Eine alte Sage, festgehalten in den Natursagen von Oskar Dähnhardt (1870-1915), erzählt Folgendes über Gott, den Teufel und das immergrüne Laub:
Dem Teufel gefiel es gar nicht, dass der Machtbereich Gottes sich immer weiter ausbreitete, während er sich ins Dickicht des finsteren Waldes und ins Dunkel der Nacht zurückziehen musste. Er schlug eine Abmachung über eine wechselnde Herrschaft zwischen Himmel und Hölle vor. Solange der eine schaltete und waltete, hätte sich der andere zurückzuziehen – und zwar sollte Gott an der Reihe sein, wenn das Laub auf den Bäumen sei; der Teufel aber hätte das Regiment, wenn der Wald entblättert wäre.

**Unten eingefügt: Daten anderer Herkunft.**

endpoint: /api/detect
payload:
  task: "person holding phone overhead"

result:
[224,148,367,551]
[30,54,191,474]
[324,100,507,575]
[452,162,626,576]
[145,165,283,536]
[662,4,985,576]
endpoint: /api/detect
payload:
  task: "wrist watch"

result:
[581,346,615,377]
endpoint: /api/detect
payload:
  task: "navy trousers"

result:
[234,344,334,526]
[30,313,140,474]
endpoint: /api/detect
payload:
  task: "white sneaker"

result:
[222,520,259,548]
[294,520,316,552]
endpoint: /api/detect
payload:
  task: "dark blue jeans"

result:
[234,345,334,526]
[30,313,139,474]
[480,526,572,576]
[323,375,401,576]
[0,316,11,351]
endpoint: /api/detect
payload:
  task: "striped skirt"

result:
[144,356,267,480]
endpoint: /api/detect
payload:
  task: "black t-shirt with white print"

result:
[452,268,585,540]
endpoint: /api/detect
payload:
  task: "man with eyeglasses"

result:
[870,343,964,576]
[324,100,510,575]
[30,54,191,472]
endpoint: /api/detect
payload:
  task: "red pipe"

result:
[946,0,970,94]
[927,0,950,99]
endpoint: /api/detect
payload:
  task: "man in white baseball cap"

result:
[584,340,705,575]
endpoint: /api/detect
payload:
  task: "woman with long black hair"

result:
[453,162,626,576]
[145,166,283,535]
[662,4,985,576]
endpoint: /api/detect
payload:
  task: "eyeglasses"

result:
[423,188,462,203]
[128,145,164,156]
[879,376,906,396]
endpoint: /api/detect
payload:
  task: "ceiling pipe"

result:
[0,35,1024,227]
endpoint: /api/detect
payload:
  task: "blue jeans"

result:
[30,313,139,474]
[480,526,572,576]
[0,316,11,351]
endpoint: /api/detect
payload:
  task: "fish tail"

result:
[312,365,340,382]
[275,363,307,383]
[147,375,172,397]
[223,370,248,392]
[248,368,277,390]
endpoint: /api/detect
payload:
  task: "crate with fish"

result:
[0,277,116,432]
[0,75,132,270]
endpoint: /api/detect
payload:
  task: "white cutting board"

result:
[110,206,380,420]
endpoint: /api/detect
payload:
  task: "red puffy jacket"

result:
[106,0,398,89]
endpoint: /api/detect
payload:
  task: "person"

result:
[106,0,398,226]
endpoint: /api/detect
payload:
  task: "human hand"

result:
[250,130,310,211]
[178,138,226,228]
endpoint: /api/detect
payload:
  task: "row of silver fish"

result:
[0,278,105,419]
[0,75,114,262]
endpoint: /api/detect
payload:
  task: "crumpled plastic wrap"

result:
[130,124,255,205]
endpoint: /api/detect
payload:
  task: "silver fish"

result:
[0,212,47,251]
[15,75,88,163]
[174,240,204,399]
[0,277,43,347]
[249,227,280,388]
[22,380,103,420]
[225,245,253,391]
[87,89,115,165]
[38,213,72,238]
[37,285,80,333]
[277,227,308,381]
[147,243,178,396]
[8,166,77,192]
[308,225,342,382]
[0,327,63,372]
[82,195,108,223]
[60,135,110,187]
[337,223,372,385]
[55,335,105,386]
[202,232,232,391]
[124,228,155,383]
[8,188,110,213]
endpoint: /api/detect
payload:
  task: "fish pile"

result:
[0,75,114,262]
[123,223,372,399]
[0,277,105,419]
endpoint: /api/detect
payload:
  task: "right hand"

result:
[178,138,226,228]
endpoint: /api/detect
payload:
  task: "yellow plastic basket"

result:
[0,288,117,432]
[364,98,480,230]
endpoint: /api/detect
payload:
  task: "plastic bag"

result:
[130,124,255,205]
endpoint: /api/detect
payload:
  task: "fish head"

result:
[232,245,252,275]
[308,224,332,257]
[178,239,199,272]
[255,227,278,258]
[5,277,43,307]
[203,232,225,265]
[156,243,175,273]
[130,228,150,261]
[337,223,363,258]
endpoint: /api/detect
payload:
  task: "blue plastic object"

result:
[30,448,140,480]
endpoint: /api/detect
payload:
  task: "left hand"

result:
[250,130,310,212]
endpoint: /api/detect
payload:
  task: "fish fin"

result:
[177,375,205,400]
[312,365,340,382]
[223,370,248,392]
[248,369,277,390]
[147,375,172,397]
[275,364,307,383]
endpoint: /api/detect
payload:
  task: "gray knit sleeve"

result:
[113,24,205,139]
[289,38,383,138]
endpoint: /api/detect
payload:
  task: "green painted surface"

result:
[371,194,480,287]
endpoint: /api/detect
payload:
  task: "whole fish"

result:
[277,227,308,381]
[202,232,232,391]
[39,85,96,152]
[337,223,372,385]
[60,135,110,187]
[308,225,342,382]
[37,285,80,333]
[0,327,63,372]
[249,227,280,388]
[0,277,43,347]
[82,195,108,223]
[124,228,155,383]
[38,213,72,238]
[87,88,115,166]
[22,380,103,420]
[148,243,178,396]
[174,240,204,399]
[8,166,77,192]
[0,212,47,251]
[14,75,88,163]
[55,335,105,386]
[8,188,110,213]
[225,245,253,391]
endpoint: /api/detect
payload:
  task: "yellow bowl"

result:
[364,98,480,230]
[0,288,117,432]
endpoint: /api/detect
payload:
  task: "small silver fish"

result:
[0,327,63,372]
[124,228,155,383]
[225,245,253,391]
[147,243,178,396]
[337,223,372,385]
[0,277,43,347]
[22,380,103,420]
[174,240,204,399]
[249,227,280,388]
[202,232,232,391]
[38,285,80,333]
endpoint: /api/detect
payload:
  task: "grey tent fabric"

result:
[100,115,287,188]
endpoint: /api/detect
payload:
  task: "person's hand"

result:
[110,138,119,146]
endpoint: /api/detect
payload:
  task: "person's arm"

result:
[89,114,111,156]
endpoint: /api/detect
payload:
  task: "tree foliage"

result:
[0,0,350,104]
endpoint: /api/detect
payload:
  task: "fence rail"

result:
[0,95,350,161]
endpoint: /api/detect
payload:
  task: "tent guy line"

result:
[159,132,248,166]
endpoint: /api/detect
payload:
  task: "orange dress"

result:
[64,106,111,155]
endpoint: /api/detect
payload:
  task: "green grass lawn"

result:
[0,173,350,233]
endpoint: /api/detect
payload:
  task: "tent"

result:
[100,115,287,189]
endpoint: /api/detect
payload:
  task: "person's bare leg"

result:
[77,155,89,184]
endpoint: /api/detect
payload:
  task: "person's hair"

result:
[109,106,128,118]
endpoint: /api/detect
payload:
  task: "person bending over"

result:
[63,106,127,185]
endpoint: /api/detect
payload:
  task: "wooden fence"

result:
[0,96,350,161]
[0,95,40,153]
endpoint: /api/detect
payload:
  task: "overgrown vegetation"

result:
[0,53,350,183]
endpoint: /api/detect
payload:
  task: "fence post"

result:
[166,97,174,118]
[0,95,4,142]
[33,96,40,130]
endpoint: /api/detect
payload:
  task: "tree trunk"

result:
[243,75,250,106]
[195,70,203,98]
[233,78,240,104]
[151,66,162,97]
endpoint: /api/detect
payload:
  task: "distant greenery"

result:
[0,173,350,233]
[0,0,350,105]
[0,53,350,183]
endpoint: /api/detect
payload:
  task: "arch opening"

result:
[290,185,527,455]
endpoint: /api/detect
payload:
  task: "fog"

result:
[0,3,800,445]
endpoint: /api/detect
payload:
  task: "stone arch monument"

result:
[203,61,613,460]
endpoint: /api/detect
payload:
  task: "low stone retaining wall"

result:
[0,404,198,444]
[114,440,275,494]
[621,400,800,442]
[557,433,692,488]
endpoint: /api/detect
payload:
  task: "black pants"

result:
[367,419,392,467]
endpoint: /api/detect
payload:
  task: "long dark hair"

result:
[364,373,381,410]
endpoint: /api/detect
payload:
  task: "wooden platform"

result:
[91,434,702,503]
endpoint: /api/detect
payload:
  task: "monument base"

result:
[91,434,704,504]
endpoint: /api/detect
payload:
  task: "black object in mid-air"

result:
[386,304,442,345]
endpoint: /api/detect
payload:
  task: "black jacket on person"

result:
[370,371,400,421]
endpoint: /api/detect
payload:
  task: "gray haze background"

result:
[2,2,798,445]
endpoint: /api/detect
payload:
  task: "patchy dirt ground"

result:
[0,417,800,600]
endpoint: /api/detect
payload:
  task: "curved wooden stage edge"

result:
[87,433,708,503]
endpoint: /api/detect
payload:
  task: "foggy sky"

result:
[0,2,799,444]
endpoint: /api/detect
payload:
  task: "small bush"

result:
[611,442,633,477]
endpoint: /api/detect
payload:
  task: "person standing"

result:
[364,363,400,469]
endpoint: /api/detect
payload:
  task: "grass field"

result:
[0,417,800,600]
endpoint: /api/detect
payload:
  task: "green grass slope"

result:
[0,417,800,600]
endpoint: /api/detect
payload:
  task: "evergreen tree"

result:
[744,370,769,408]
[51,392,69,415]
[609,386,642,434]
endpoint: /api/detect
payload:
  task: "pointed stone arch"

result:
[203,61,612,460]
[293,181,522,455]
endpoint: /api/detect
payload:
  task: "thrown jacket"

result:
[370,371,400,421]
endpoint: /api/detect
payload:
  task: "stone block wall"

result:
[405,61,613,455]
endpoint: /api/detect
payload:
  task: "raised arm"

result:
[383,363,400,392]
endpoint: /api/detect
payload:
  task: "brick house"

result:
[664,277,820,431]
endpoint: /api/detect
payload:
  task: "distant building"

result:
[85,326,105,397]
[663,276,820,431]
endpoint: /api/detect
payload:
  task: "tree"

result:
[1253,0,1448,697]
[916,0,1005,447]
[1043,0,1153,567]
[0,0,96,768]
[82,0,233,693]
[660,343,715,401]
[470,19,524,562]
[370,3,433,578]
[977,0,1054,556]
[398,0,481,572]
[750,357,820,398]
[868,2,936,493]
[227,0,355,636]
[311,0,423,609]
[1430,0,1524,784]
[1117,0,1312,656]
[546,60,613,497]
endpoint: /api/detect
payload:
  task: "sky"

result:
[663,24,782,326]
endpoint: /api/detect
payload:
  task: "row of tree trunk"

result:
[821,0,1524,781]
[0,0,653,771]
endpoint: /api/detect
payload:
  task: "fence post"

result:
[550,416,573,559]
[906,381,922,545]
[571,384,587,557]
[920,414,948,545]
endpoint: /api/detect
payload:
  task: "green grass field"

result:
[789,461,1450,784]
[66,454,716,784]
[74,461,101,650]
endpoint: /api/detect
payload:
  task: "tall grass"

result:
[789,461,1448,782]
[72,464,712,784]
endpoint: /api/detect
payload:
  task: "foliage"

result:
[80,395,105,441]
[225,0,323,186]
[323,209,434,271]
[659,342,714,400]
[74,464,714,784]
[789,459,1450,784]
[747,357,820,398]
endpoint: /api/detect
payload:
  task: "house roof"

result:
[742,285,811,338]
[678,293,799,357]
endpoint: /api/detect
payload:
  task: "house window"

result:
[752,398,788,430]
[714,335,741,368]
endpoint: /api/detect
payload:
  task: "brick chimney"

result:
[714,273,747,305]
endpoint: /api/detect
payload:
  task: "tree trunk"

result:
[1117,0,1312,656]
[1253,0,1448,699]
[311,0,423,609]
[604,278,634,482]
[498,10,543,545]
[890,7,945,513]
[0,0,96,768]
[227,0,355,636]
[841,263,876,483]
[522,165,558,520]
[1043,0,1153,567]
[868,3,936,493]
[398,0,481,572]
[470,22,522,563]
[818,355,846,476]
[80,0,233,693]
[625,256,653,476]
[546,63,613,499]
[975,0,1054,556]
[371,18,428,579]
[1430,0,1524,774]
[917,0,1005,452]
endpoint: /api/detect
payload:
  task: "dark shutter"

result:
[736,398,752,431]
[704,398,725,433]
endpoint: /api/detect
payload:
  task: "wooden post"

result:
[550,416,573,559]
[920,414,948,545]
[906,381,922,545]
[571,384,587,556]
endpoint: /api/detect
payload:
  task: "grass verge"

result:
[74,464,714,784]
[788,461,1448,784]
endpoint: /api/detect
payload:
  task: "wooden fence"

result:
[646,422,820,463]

Der Vertrag wurde ohne Zeugen an einem entlegenen Ort auf der Heide zwischen Gott und dem Teufel abgeschlossen. Nur der Eichelhäher, der sich unter dürrem Laub versteckt hatte, bekam den Handel mit. Er schrie alles haarklein in den Wald hinaus, so dass alle Bäume, Sträucher und anderen Gewächse es hörten.
Als der Herbst kam, warfen nicht alle Gewächse des Waldes ihre Blätter ab. Tanne, Stechpalme und Wacholder blieben grün. Auch Mistel und Efeu hielten ihre Blätter fest, so dass kahle Bäume trotzdem wirkten, als stünden sie mit Laub da. Andere Bäume wie Eiche und Buche hielten wenigstens ihre trockenen Blätter fest, damit der Teufel nicht sagen konnte, der Wald stünde kahl da und seine Herrschaft beginne. Bis ins Frühjahr war der Wald also wenigstens ein bisschen belaubt.
Dem Teufel blieb nichts übrig, als sich in die Hölle zurückzuziehen. Ab und zu versucht er, den Bäumen ihre Blätter zu entreißen, indem er Sturm und Frost schickt, und allen eine gehörige Furcht einjagt. Doch der immer noch grüne Efeu und die anderen standhaften Gewächse verheißen Zuversicht – der liebe Herrgott waltet noch, bald wird das grüne Blätterkleid noch üppiger und das dürre Laub durch frisches, grünes ersetzt. Da hat der Teufel keine Chance!